18 December 2020: 520 new cases are confirmed. The number of infected people rises to 11,950, which is six fewer than the previous cumulative number due to six infected people being foreigners who tested positive in Uruguay and later left the national territory. The number of recoveries rises to 7,699, 44 patients are in ICU and no patient is on intermediate care. 7,177 analyses were made on the day. The deaths of four patients were also confirmed, two from Montevideo, one from Canelones, and one from Rivera, raising the total number of deaths to 109.

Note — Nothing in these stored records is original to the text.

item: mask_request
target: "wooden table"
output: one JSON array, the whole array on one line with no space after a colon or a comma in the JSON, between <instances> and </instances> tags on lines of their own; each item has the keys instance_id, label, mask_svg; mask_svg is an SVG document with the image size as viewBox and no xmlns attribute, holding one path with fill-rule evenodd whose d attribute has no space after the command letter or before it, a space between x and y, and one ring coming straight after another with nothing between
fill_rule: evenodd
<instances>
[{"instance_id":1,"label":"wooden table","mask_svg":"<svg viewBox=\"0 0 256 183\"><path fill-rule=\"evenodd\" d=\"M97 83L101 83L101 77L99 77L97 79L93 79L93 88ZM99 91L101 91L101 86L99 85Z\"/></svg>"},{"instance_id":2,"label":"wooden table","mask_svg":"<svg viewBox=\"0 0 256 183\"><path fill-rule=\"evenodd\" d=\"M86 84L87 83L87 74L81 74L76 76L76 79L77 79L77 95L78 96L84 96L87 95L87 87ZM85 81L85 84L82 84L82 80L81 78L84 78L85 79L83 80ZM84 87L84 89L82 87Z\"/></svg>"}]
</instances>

19 December 2020: 610 new cases are confirmed. The number of infected people rises to 12,557, which is three fewer than the previous cumulative number due to three infected people being foreigners who tested positive in Uruguay and later left the national territory. The number of recoveries rises to 8,002, 49 patients are in ICU and no patient is on intermediate care. 8,249 analyses were made on the day. The deaths of five patients were also confirmed, three from Montevideo and two from Canelones, raising the total number of deaths to 114.

20 December 2020: 497 new cases are confirmed. The number of infected people rises to 13,048, which is six fewer than the previous cumulative number due to six infected people being foreigners who tested positive in Uruguay and later left the national territory. The number of recoveries rises to 8,327, 55 patients are in ICU and no patient is on intermediate care. 6,553 analyses were made on the day. The deaths of five patients were also confirmed, three from Montevideo, one from Rivera, and one from Artigas, raising the total number of deaths to 119.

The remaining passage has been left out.